According to the New York Times,
“The documents captured in the surveillance effort — including confidential letters to at least a half-dozen Congressional offices and oversight committees, drafts of legal filings and grievances, and personal e-mails — were posted on a public Web site, apparently by mistake, by a private document-handling contractor that works for the F.D.A. The New York Times reviewed the records and their day-by-day, sometimes hour-by-hour accounting of the scientists’ communications.”

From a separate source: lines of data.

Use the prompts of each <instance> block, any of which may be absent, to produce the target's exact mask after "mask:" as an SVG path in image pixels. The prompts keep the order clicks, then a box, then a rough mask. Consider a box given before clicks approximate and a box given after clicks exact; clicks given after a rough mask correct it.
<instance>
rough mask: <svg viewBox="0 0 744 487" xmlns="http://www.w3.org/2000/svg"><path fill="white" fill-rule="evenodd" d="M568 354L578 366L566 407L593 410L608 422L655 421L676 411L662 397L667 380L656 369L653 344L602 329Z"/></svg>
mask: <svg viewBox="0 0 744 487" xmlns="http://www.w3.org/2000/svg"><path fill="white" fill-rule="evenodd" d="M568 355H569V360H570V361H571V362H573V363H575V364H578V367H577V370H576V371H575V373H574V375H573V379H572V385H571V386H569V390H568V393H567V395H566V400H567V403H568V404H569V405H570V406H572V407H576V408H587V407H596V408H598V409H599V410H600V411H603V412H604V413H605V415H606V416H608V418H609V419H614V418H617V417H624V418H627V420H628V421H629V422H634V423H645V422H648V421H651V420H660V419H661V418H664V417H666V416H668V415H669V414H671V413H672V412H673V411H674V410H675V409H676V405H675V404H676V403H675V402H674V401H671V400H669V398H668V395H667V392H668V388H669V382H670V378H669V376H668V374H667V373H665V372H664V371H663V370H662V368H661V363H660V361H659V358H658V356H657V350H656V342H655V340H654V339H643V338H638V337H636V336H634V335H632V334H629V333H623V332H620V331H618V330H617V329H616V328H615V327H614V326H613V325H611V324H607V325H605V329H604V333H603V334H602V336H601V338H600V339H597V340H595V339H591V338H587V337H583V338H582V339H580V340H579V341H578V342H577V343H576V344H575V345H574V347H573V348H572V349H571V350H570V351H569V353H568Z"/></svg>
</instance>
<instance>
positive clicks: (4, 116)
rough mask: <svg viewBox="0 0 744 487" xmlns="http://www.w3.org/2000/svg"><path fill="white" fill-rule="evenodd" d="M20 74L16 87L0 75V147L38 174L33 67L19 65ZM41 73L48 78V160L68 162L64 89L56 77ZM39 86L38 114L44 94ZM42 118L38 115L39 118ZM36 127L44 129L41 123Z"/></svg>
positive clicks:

The employees sued the FDA in January of this year, alleging that the FDA’s actions were illegal because they infringed on privacy rights. Although the legal protection of privacy (especially in the workplace) is very weak, government agencies are not allowed to engage in surveillance that might have a “chilling effect” on whistleblower lawsuits, or attorney-client communications. The White House Office of Management and Budget sent a governmentwide memo regarding this stipulation.
The FDA has faced mounting criticism about the way it approves medical devices. In recent years, there have been numerous high-profile recalls involving defective medical devices. In multiple cases, device manufacturers gained approval without conducting safety studies of the devices. By the time the FDA became aware of safety problems, tens of thousands of people had been severely injured, disabled, or killed. Examples include metal-on-metal hip implants, transvaginal mesh, brain stents, gastric bands, and more.